To be eligible, the main applicant must have been in New Zealand today, September 29, 2021 and must hold or have applied for (and subsequently be granted) one of the eligible work visas.

They must also meet one of the following criteria: lived in New Zealand for three or more years; earn above the median wage ($27 per hour or more); work in a role on the Long Term Skill Shortage List; hold occupational registration and work in the health or education sector; work in personal care or other critical health worker roles; or work in a specified role in the primary industries.

The visa will also be available for those who enter New Zealand as critical workers, and their families, for roles six months or longer until July 31, 2022.

Visa holders can also include their partners and dependents in their application.

This new visa was part of "rebalancing the immigration system for those who can come to work, study and live in New Zealand once our borders re-open", Faafoi said.

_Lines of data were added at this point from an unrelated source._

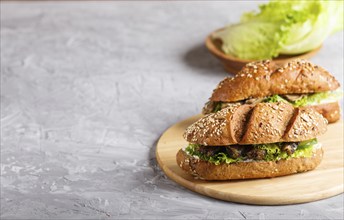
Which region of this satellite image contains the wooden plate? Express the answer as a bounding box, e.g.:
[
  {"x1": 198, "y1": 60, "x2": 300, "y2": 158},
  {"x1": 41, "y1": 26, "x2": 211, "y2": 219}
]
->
[
  {"x1": 156, "y1": 115, "x2": 344, "y2": 205},
  {"x1": 205, "y1": 29, "x2": 321, "y2": 74}
]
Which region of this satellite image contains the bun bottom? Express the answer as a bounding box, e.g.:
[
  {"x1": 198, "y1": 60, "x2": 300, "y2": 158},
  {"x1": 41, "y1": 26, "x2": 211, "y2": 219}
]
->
[
  {"x1": 177, "y1": 148, "x2": 323, "y2": 180},
  {"x1": 312, "y1": 102, "x2": 340, "y2": 123}
]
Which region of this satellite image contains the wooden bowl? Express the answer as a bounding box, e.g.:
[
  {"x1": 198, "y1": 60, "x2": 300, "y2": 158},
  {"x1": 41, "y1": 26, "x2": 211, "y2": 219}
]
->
[{"x1": 205, "y1": 29, "x2": 321, "y2": 74}]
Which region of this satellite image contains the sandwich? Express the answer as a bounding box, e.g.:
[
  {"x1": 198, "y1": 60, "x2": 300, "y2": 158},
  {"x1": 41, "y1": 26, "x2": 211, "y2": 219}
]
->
[
  {"x1": 202, "y1": 60, "x2": 342, "y2": 123},
  {"x1": 176, "y1": 102, "x2": 327, "y2": 180}
]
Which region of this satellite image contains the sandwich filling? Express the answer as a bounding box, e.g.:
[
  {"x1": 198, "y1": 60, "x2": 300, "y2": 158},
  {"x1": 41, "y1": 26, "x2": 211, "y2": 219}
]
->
[
  {"x1": 184, "y1": 138, "x2": 321, "y2": 165},
  {"x1": 203, "y1": 89, "x2": 342, "y2": 114}
]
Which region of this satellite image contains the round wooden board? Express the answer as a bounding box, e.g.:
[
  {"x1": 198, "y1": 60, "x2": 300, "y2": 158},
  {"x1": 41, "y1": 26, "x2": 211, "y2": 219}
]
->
[{"x1": 156, "y1": 115, "x2": 344, "y2": 205}]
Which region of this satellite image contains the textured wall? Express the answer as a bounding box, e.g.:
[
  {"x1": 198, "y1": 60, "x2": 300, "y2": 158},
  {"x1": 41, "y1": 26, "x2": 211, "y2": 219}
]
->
[{"x1": 1, "y1": 1, "x2": 343, "y2": 219}]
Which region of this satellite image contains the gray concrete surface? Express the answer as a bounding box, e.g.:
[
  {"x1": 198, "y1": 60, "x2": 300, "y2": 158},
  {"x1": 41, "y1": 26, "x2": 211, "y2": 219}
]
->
[{"x1": 1, "y1": 1, "x2": 343, "y2": 219}]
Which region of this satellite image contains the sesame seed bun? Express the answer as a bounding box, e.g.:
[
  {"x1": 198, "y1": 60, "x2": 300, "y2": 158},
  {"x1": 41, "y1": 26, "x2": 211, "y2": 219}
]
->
[
  {"x1": 184, "y1": 102, "x2": 327, "y2": 146},
  {"x1": 177, "y1": 148, "x2": 323, "y2": 180},
  {"x1": 210, "y1": 60, "x2": 340, "y2": 102},
  {"x1": 203, "y1": 60, "x2": 340, "y2": 123}
]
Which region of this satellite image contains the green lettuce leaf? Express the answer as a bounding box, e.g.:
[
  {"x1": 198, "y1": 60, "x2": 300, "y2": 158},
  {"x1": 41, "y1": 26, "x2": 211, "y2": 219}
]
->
[
  {"x1": 185, "y1": 139, "x2": 318, "y2": 165},
  {"x1": 213, "y1": 1, "x2": 344, "y2": 60},
  {"x1": 264, "y1": 90, "x2": 343, "y2": 107}
]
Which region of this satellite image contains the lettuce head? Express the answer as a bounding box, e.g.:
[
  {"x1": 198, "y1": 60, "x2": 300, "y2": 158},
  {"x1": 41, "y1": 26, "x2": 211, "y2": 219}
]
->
[{"x1": 213, "y1": 0, "x2": 344, "y2": 60}]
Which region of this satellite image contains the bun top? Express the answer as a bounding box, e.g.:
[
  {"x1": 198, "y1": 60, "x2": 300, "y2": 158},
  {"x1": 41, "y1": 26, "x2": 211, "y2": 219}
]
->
[
  {"x1": 210, "y1": 60, "x2": 340, "y2": 102},
  {"x1": 184, "y1": 102, "x2": 327, "y2": 146}
]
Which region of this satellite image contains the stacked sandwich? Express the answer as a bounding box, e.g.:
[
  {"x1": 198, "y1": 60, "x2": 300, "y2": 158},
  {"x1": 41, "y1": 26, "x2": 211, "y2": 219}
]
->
[
  {"x1": 177, "y1": 58, "x2": 339, "y2": 180},
  {"x1": 203, "y1": 60, "x2": 341, "y2": 123}
]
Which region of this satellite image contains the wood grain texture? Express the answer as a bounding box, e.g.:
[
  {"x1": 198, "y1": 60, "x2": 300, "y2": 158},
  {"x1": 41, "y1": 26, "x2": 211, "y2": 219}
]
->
[{"x1": 156, "y1": 115, "x2": 344, "y2": 205}]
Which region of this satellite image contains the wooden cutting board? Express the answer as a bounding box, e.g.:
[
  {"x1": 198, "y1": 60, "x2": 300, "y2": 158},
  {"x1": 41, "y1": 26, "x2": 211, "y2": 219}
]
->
[{"x1": 156, "y1": 115, "x2": 344, "y2": 205}]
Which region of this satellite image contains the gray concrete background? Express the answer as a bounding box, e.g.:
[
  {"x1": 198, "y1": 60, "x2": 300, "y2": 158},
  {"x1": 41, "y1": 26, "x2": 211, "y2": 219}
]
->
[{"x1": 1, "y1": 1, "x2": 344, "y2": 219}]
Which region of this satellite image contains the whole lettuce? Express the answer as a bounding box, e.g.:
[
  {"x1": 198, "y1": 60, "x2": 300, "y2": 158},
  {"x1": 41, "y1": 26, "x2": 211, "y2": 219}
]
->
[{"x1": 213, "y1": 1, "x2": 344, "y2": 60}]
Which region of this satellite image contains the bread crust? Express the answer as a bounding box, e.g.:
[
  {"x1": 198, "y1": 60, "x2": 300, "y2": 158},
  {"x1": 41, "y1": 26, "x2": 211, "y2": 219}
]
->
[
  {"x1": 184, "y1": 102, "x2": 327, "y2": 146},
  {"x1": 176, "y1": 148, "x2": 323, "y2": 180},
  {"x1": 210, "y1": 60, "x2": 340, "y2": 102}
]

"This initiative addresses that immediate issue while work on the immigration rebalance looks longer term at preparing for the eventual reopening of New Zealand's borders.

"But our message to industries and employers remains clear; they need to look for ways to build resilient workforces and to attract, train and retain local workers and reduce their reliance on low-skilled migrant labour."

Applications for the 2021 Resident Visa will open in two phases; on December 1, 2021, and March 1, 2022.

Immigration New Zealand will contact visa holders who are eligible to apply.